To my teachers all through primary school and secondary school that taught me the things I needed to know. To Mrs Tobias, Miss Seery, and Mrs Lewis who set me on the path I’m on now. I can’t thank you enough for helping me realise the things that I loved were viable career options. To the lecturers at University, Sarah, Tamsin, and Helen, who listened to those ideas I bought from school and gave me a way to say them.

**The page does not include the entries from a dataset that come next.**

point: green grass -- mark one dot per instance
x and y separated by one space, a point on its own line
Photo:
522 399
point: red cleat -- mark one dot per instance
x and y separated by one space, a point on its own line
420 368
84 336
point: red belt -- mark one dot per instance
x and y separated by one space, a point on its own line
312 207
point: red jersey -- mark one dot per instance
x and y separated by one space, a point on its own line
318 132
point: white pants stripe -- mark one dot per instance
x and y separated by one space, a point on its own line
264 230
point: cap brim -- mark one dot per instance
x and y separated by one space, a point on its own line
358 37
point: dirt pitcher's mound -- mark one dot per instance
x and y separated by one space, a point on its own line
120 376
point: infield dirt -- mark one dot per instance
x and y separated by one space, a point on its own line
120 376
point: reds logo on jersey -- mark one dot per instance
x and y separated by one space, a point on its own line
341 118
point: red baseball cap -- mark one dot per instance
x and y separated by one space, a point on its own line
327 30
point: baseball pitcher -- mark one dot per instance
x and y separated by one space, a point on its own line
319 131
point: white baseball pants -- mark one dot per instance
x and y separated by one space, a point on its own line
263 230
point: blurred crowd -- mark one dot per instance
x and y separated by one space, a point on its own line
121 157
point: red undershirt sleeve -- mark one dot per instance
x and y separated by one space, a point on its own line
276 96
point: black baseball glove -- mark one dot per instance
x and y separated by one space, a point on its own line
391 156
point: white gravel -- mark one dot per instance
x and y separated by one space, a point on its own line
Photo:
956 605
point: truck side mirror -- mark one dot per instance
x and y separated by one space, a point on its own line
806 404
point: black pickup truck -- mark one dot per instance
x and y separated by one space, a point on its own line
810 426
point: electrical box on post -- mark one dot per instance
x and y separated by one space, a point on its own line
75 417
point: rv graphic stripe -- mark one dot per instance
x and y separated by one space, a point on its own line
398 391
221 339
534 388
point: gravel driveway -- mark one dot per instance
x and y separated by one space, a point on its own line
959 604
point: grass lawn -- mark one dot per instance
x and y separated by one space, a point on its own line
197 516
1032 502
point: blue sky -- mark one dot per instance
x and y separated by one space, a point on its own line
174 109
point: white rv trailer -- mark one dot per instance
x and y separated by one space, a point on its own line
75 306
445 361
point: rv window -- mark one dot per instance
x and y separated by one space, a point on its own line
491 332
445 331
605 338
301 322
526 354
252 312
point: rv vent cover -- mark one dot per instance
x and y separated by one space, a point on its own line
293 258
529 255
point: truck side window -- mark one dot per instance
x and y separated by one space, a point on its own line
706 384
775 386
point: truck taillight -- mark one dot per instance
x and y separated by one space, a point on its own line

To my friends, who inspire me every day in ways they’ll never know. Those I’ve known for years, who’ve somehow managed to put up with me for so long. To those I’ve met at college or university that have expanded my mind and helped me learn. To those that challenge me in the best ways (Becky), and those that help me understand things that I’d never have known (Sophie). To those that impart wisdom (Justine), those that support me and always have (Mel), and those that make me laugh (Nat). To those that can raise a child, build a home, and do it so perfectly (Polly). To those that calm me down and work with me (Tammy), those that are always willing to help (Sarah) and to those that enjoy what I enjoy and discuss it with me for hours (Katy). To those that care about people and aren’t afraid to show it (Heather), those that travelled the world with me (Emily), those that take chances and make life better for those around them (Kate) and those that will always be up for Frankie and Benny’s (Hannah and Jane).
No, a status couldn’t say all that. Not one people would read anyway.